SQL Filtered Index
Came across a data situation where a previous decision to allow 1-N
matching for a parent->child table relationship was now unecessary and had led to confusion on data matching because the availability to add multiple records meant duplication was not apparent to the user.
Data Axiom: Respect the data
We need to make data accessible and fundamentally useful for applications to build quality software
Therefore I am at the situation where I have a table like so
CREATE TABLE MyTable (
Sequence INT NOT NULL,
Column1 DateTime NULL,
Column2 DateTime NULL,
Column3 VARCHAR(12) NULL,
ImportantNote VARCHAR(MAX) NULL,
....
)
GO
CREATE UNIQUE INDEX [IX_U_MyTable_Sequence] ON [dbo].[MyTable] ([Sequence])
GO
I did not design this table, but now I needed to make it work so that I guarantee uniqueness for each record and switch the data relationship from 1-N
to 1-1
(it's ok to do this as the application code already only displays the latest record anyway).
There are more fields but for brevity will only show the important ones. Previously most of the application and database code depended on the autogenerated Sequence
field from another table that would be filled in with a new auto incremented int value each time note processing was run.

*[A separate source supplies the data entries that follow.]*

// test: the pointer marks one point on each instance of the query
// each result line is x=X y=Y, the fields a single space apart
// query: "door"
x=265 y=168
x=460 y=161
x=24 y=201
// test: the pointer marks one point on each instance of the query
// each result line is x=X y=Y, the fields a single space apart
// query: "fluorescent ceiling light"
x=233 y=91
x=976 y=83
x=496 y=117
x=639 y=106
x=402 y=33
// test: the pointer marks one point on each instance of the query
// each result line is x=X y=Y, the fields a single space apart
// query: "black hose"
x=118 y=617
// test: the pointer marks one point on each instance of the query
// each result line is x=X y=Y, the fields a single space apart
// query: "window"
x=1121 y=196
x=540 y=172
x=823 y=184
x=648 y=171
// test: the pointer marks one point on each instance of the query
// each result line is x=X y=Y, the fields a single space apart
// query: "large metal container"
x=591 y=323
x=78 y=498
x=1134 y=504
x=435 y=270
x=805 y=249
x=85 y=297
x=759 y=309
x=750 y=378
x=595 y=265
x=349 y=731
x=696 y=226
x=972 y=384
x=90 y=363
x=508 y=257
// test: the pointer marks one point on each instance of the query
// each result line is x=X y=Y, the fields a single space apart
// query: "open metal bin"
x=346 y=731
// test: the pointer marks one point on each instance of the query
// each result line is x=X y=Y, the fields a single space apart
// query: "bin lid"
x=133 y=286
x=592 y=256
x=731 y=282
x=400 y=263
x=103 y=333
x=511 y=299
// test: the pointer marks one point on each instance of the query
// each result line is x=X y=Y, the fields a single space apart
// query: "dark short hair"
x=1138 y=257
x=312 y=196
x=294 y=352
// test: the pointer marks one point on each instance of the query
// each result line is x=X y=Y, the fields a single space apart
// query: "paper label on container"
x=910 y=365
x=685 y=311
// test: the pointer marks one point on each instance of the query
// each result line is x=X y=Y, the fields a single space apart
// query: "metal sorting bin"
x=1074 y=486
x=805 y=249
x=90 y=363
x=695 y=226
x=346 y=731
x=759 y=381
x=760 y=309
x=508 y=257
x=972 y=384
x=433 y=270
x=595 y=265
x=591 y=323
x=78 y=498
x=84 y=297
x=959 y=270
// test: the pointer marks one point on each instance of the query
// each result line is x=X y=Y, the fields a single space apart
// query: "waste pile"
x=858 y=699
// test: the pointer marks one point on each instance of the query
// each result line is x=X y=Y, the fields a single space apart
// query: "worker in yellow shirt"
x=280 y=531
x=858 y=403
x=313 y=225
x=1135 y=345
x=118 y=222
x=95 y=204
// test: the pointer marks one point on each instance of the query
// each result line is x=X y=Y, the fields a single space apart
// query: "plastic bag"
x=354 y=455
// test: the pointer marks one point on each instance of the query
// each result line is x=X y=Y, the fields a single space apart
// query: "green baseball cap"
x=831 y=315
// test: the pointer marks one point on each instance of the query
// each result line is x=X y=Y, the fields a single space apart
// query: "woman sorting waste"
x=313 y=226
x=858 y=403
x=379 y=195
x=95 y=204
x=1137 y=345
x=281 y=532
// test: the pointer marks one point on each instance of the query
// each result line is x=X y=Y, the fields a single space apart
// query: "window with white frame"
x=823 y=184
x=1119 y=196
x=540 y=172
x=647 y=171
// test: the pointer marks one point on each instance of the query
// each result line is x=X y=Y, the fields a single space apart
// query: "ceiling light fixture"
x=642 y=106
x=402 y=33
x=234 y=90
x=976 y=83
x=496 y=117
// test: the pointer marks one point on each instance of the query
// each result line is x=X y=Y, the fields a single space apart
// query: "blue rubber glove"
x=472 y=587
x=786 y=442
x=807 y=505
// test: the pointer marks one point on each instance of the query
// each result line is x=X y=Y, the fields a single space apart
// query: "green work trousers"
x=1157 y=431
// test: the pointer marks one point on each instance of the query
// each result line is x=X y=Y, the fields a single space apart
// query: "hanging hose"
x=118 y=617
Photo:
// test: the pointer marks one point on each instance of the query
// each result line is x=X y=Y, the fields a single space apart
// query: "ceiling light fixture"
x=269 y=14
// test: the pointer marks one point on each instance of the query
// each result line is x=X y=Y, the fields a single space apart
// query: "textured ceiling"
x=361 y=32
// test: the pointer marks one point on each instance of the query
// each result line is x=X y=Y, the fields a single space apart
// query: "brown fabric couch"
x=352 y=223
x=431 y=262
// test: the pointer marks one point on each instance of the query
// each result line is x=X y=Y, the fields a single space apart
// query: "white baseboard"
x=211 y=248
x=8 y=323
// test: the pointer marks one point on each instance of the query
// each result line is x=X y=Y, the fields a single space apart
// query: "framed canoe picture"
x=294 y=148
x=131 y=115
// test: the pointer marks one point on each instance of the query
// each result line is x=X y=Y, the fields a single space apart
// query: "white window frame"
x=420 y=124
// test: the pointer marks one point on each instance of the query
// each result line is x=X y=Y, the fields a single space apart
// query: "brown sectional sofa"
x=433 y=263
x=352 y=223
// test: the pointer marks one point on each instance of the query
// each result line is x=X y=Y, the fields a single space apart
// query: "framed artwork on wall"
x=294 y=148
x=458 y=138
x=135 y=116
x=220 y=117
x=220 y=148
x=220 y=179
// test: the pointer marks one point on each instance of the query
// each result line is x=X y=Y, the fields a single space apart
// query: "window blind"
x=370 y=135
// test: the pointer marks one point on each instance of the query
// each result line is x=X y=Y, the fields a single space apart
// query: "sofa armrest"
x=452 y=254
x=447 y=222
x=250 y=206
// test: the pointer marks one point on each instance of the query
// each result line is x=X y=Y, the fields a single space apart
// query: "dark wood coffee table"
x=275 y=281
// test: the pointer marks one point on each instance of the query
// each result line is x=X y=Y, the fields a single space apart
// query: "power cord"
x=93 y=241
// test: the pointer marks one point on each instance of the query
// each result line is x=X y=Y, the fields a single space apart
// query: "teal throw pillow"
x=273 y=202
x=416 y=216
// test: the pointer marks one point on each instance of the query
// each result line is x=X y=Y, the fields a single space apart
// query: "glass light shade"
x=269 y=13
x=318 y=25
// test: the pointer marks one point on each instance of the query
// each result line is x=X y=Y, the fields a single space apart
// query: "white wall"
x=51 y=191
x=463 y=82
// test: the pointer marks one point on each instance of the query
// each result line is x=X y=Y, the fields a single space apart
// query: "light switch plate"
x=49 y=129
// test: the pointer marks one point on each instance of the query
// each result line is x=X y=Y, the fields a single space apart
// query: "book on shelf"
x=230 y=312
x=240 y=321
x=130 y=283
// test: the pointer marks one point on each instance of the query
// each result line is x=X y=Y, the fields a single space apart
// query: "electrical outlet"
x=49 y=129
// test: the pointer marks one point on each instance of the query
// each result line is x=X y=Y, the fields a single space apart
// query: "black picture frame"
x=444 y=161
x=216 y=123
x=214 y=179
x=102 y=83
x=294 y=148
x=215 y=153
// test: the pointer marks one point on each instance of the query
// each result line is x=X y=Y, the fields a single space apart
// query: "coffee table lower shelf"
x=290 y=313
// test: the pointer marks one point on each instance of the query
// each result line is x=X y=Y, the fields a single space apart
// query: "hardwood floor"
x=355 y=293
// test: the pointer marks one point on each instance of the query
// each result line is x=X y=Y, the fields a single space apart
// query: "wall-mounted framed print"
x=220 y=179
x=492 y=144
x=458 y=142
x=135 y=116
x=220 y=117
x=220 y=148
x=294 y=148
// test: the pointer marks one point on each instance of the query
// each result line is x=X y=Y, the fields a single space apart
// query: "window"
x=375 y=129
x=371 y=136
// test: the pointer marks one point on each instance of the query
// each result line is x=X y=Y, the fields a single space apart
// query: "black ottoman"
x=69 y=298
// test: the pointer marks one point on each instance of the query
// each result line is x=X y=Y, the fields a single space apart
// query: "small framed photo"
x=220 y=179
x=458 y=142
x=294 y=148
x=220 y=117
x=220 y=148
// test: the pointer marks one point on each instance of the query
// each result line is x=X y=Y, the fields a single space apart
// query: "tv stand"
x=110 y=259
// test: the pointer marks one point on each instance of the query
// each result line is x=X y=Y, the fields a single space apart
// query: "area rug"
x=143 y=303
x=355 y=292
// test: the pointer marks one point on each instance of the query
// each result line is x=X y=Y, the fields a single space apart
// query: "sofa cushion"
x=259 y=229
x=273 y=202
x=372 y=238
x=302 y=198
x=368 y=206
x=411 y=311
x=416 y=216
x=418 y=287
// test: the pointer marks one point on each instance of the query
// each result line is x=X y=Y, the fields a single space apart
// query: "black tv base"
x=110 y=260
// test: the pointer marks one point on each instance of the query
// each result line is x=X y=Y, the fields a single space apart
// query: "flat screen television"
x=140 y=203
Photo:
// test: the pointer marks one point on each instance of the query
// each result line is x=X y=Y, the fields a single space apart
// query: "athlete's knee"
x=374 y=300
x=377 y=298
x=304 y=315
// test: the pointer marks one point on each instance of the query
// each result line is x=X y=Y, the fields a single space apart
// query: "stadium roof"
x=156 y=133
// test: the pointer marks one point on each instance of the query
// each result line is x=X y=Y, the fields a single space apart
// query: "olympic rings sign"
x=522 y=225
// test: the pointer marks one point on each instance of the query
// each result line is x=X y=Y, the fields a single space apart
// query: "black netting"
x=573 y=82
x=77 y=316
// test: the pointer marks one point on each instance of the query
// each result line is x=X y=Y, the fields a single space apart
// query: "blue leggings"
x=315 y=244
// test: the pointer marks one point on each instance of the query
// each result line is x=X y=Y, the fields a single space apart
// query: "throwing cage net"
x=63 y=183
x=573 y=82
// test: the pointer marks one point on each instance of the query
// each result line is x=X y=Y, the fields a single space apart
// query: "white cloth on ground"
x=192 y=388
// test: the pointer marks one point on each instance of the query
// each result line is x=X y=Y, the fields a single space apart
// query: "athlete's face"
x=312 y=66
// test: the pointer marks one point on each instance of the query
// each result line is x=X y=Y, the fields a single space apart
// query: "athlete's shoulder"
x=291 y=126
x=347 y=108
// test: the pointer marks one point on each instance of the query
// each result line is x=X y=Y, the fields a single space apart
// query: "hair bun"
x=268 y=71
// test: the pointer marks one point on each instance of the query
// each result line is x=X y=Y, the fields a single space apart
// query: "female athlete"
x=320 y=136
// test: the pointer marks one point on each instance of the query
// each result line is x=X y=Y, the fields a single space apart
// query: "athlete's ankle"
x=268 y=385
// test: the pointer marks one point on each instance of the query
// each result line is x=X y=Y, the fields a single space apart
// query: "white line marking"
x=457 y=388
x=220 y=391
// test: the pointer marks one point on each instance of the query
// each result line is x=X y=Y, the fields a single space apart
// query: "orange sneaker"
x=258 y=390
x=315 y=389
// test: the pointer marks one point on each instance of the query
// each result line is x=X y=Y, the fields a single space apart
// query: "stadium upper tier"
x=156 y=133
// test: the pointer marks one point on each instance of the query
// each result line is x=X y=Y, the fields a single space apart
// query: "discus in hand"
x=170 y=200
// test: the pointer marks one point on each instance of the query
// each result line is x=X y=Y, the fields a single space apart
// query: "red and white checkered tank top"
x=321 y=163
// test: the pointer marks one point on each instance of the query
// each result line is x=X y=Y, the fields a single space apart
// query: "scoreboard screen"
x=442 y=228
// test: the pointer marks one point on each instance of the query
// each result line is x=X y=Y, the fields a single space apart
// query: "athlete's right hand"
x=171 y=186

This led to notes disappearing as only the latest note was visible from the application code (yes another flaw as the database was designed by different people at different times than the application code who did the shortcut of only showing the latest note). I digress but now I come along years later and should change the system to match 1-1
between parent->child table
The issue here is that the important note
field needs to be tied some uniqueness in the table and prior to this the only uniqueness was the Sequence
but I can make uniqueness on this table by combining Column1, Column2, Column3
into a composite index.
Great I will do that
CREATE UNIQUE NONCLUSTERED INDEX [IX_U_MyTable_MultiColumn] ON [dbo].[MyTable] ([Column1], [Column2], [Column3] ASC)
GO
Oops that doesn't work because I already said that in many cases there are multiple matching records that only differ on the Sequence
number so I want to null out the 3 columns that will give uniqueness and match going forward, but if I group the records by the three column proposed uniqueness and order by highest sequence in each grouping and set all but the first to NULL
I create the 1-1
matching I want but I get multiple non unique matches in the NULL, NULL, NULL
bucket (sadness).
However I can keep my little trick if I turn my index into a filtered index (this is better in postgres I think) in this case filtering on NULL
like so
CREATE UNIQUE NONCLUSTERED INDEX [IX_U_MyTable_MultiColumn] ON [dbo].[MyTable] ([Column1], [Column2], [Column3] ASC) WHERE ([Column1] IS NOT NULL AND [Column2] IS NOT NULL AND [Column3] IS NOT NULL);
GO
Now the uniqueness condition of the index only pops in when all 3 columns are not NULL
, otherwise all other data gets thrown into a big no matching bucket of records. They are preserved, but will no longer be considered going forward and second point all new records will be created with this data filled in by virtue of the application code filling it in and at a later point we can go in and delete all the NULL
records and set the 3 columns to NOT NULL
but until the system stabilizes need to run like this for a little while.
Thanks filtered indexes.
Scripts
DROP INDEX IF EXISTS [IX_U_MyTable_Sequence] ON [dbo].[MyTable];
Or if you prefer ye olde syntax
IF EXISTS(SELECT * FROM sys.indexes WHERE object_id = object_id('dbo.MyTable') AND NAME ='IX_U_MyTable_Sequence')
DROP INDEX [IX_U_MyTable_Sequence] ON [dbo].[MyTable];
and add the new filtered multiple column index
CREATE UNIQUE NONCLUSTERED INDEX [IX_U_MyTable_MultiColumn] ON [dbo].[MyTable] ([Column1], [Column2], [Column3] ASC) WHERE ([Column1] IS NOT NULL AND [Column2] IS NOT NULL AND [Column3] IS NOT NULL);
GO